A refresher on null hypothesis testing

Let’s begin with a quick recap of assessments of experiments using null hypothesis testing (NHT). Here is the process in a nutshell:

Before the test begins, we must decide how long an experiment will run. NHT does not allow multiple evaluations of ongoing results, so we have to set a cut-off time. Why exactly can’t we peek? Some great blog posts explain the reasons already, but it comes down to the fact that peeking reduces specificity (increases the risk of false positives). Even a few peeks can increase error rates to 3-4x the intended rate. I discuss some statistical solutions to this issue in the first post of the series.
The proper way to do it is by estimating the sample size required, which is a function of the certainty levels we want to achieve and the characteristics of the metric of interest. This is referred to as “power analysis”, and a bunch of calculators online help do the maths associating these factors, though it’s simple enough that you can easily code it up in a spreadsheet.
Once we have the sample size, we know the time it will take to run the experiment, and the experiment can begin.

Four factors express the certainty levels and the characteristics of the metric of interest:

Desired sensitivity level. This is also known as power or 1 – Type II error rate ( $1 - \beta$ ). It represents the true positive rate, i.e., the probability that the test will declare a difference between two variants when an actual difference exists between them. Usually, it is set to $1 - \beta = 0.8$ . The higher the sensitivity rate, the more data is required.
Desired specificity level, which represents the true negative rate. Typically, this is expressed as 1 – specificity, i.e., the error rate at which you declare variants in your experiment as different when they are the same. This is commonly referred to as the Type I error rate, a.k.a. statistical significance level $\alpha$ . The most common values used are $\alpha=0.05, 0.1$ . The higher the specificity level (the lower the error rate), the more data is required.
Minimum detectable effect (MDE) – the true effect size (difference in underlying populations) at which we want to achieve the specificity and sensitivity levels. Detecting a difference of 10% requires less data than detecting a difference of 1%. MDE typically depends on the expected impact of the change tested.
The variance of the metric. The more natural noise in the metric, the more data we need to differentiate the signal arising from the differences in the tested variants vs. the noise. In practice, variance is estimated using historical data of the metric of interest.

Now, let’s get into the challenges and misconceptions.

#1: How to choose specificity and sensitivity levels?
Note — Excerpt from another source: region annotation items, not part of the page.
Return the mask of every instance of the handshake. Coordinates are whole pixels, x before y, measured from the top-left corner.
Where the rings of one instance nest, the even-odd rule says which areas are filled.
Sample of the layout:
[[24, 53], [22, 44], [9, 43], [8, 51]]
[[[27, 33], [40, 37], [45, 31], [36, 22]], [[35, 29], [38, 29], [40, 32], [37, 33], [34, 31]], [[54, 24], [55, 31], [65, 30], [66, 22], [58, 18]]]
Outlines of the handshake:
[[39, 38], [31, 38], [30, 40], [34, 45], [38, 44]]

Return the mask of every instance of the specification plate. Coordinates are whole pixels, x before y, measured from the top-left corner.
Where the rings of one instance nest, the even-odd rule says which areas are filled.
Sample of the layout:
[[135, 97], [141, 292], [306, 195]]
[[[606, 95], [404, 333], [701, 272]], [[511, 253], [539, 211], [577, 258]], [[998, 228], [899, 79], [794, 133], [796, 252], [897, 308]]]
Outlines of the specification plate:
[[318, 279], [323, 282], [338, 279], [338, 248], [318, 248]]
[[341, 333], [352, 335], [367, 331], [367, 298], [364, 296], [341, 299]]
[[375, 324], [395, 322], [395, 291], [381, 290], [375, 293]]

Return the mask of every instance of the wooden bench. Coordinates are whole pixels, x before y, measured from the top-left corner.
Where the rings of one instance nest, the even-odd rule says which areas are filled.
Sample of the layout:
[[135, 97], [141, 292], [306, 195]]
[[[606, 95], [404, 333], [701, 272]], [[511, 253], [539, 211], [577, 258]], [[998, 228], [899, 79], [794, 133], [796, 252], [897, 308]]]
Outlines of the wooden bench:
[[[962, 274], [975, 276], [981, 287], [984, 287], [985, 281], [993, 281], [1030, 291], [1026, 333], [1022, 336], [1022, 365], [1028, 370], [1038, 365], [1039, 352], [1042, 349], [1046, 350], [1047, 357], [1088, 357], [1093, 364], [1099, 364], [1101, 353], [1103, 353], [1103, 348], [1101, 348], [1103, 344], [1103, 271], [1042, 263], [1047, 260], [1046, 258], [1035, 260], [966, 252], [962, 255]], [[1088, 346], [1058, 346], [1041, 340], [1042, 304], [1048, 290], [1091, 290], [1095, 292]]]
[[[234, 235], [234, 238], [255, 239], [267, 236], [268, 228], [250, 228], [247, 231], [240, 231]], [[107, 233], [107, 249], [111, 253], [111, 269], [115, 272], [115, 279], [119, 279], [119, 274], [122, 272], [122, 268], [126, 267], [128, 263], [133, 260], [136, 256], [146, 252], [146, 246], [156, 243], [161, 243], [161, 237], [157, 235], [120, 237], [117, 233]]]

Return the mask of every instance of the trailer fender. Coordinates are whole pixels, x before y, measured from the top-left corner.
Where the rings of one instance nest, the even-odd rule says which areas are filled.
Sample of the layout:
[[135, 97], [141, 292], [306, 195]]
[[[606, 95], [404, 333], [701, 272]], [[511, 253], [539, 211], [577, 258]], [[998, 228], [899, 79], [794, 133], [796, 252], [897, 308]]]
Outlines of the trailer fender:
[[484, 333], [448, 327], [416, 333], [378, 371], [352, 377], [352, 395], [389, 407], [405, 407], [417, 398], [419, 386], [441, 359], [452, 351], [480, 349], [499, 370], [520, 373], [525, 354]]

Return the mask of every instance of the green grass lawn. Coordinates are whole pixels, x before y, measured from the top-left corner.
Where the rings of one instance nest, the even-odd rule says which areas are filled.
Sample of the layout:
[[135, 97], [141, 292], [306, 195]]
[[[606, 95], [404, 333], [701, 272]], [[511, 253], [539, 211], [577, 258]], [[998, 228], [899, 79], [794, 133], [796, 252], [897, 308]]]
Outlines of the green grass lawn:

Statistics classes typically teach to use $\alpha=0.05$ as a default. Similarly, $\beta$ is usually set to $0.2$. Most software uses these default values, too, and I bet that most A/B tests in the industry do, too.

That is problematic. Should every business be 4x more concerned with false positives than false negatives by default? Is every experiment equal, and should these values be set in stone? Aren’t there some experiments where declaring an incorrect winner has limited business impact, but missing a difference may be more important? If not from a pure “did it move a metric” perspective, then from a team morale perspective?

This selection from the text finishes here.